More Car Seat Checks

How many car seats fit in the second row? Two

How many car seats fit in the third row? Two

What We Like

  • The Pacifica has four sets of lower Latch anchors with two sets in each of the second and third rows. The third row’s Latch anchors are exposed and easy to connect to, and the second row’s tether anchors are well-marked and easy to use.
  • Both the rear-facing infant and convertible seats fit well in the Stow ‘n Go seat; there was no need to move the front passenger seat forward to accommodate either car seat.
  • The forward-facing convertible fit well in the second row, though we struggled to connect to the Latch anchors; in the third row, it installed easily.
  • Our high-back booster fit well in both rows. The captain’s chairs have stable seat belt buckles, making buckling up independently easier for kids in boosters, but the third row has floppy buckles.
  • Third-row access is excellent; there’s a large walkway between the seats to the third row and the Stow ‘n Go chairs can be stowed in the floor.

What We Don’t Like

  • The lower Latch anchors in the captain’s chairs sit just inside the space between the back and bottom cushions. We had to work to connect to the anchors with both our infant seat and our convertible seat because of fabric that envelopes the anchors.
  • Although the two tether anchors in the third row are marked with icons, they sit at the base of the seatbacks and are hard to see because they’re small and the same color as the plastic backing. Thankfully, there aren’t any cargo hooks right next to the tether anchors, but some parents might be confused and connect the car seat’s tether strap to the cargo hooks that are in the cargo area’s lip.

Grading Scale

A: Plenty of room for the car seat and the child; doesn’t impact driver or front-passenger legroom. Easy to find and connect to Latch and tether anchors. No fit issues involving head restraint or seat contouring. Easy access to the third row. 

B: Plenty of room. One fit or connection issue. Some problems accessing third row when available.

C: Marginal room. Two fit or connection issues. Difficult to access third row when available.

D: Insufficient room. Two or more fit or connection issues.

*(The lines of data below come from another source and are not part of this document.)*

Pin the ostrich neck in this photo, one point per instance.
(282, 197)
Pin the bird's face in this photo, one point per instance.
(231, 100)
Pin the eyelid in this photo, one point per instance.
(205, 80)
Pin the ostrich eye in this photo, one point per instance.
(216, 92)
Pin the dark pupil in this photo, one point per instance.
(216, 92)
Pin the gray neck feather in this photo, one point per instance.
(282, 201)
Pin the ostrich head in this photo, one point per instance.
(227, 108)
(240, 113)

F: Does not fit or is unsafe.

About’s Car Seat Checks

Editors Jennifer Geiger, Jennifer Newman and Matt Schmitz are certified child safety seat installation technicians.

For the Car Seat Check, we use a Graco SnugRide Classic Connect 30 infant-safety seat, a Britax Marathon convertible seat and Graco TurboBooster seat. The front seats are adjusted for a 6-foot driver and a shorter passenger. The three child seats are installed in the second row. The booster seat sits behind the driver’s seat, and the infant and convertible seats are installed behind the front passenger seat.

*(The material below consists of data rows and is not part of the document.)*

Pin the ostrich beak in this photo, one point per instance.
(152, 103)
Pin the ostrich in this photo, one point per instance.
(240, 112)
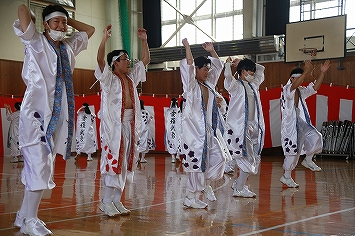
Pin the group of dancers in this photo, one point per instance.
(207, 139)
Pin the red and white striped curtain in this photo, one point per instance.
(330, 103)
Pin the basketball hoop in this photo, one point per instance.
(309, 51)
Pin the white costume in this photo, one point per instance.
(245, 128)
(39, 74)
(119, 127)
(172, 130)
(297, 132)
(12, 137)
(86, 136)
(196, 127)
(146, 140)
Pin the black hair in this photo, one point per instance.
(246, 64)
(86, 108)
(52, 8)
(17, 106)
(110, 55)
(174, 102)
(142, 104)
(182, 104)
(297, 70)
(201, 61)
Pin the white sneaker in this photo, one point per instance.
(109, 208)
(228, 169)
(35, 227)
(234, 185)
(121, 208)
(193, 203)
(209, 194)
(289, 182)
(19, 220)
(311, 165)
(245, 192)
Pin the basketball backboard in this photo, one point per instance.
(326, 35)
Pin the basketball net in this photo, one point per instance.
(310, 54)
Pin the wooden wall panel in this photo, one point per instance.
(161, 83)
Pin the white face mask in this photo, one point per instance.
(56, 35)
(249, 77)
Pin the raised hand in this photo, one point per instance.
(142, 34)
(107, 32)
(235, 62)
(325, 66)
(308, 66)
(185, 42)
(208, 46)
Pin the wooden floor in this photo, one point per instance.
(324, 204)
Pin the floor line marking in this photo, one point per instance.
(298, 221)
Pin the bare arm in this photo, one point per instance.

We also install the forward-facing convertible in the second row’s middle seat with the booster and infant seat in the outboard seats to see if three car seats will fit; a child sitting in the booster seat must be able to reach the seat belt buckle. If there’s a third row, we install the booster seat and a forward-facing convertible. To learn more about how we conduct our Car Seat Checks, go here.

Parents should also remember that they can use the Latch system or a seat belt to install a car seat, and that Latch anchors have a weight limit of 65 pounds, including the weight of the child and the weight of the seat itself.